Survival in this population was dismal, with a median OS of slightly less than 2 years. Looking at survival in different subgroups data confirmed that CML-BP with a lymphoid morphology and de novo BP have better outcomes than myeloid CML-BP and BP evolving from a previous CP [31, 33, 42]. Two interesting observations were made in this cohort. Firstly, known high-risk features, such as CNS involvement and extramedullary disease, did not seem to have an impact on overall survival. Sixty-seven patients (29%) received CNS effective therapy, however, whether this finding was due to the application of intrathecal chemotherapy or to better protocols in recent years could not be unraveled. It is however an interesting suggestion, that should be further explored in larger cohorts. The second interesting observation was that the ELTS score remained predictive of an inferior survival even during BP. Patients with an intermediate or high ELTS score at the time of CML diagnosis had an inferior survival from the development of BP than patients with a low ELTS score or with a de novo BP. Thus, these patients might profit from a more intensive therapy regime and possibly from a maintenance therapy with TKI. The significance of these observations, as well as a more detailed look into possible prognostic factors, needs to be further assessed when a longer follow up will be available.

This presentation of registry data has several limitations. First, this is an observational analysis, as the registry was not powered to assess for statistically significant differences. Thus, all the data are to be intended as observational data that need to be confirmed in further analyses and on additional patient populations. Due to the nature of the registry, national differences in drug availability, as well as access to medical care and lifestyle of the patients could have impacted the results. For this reason, it is not possible, based on this data, to give general recommendations on which TKI should be preferentially used in BP. However, it is clear from the data that the choice of TKI in BP evolving from a previous CML-CP has to be based on previous therapies with a strong preference for second or third generation TKI. On the other hand, the variability of the registry gives us a realistic picture of treatment strategies. To include as many patients as possible and to reduce the risk of selecting for good performing patients in those centers activated at a later time point, also deceased patients could be included retrospectively. This could have caused a selection for “poor performing patients”, reducing the observed OS. Thirty percent of the patients included in the registry fall into this category and were mainly patients included between 2015 and 2017. However, looking at the survival of these patients compared to the one of patients included after 2018, there were no significant differences (data not shown), so that the effect of this possible bias on OS survival can be considered as negligible.

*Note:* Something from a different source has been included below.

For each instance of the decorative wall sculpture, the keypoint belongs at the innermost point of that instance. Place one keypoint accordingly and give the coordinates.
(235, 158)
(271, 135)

In summary, data demonstrate the heterogeneous biology and clinical presentation of CML-BP, where a standardization of treatment might not be possible. Although the possibility to apply the same treatment protocol to CML-BP patients has been advocated [41], these data suggest that treatment choice should be guided by disease- and patient-characteristics, with the aim of blast eradication. The data available did not allow at present to fully unravel the role of allogeneic stem cell transplantation. Future analyses are planned to better dissect the impact of standard dose induction chemotherapy and allogeneic stem cell transplantation in CML-BP patients. The goal is be to achieve a high quality molecular response (molecular undetectable leukemia), as this seems to be even of more value in patients with CML-BP compared to patients with CML-CP [33]. Known prognostic factors like CNS involvement have to be re-evaluated and until a score for BP is developed, the use of the ELTS score should be promoted. These findings should set the basis for further research, to improve the prognosis of this still challenging patients collective.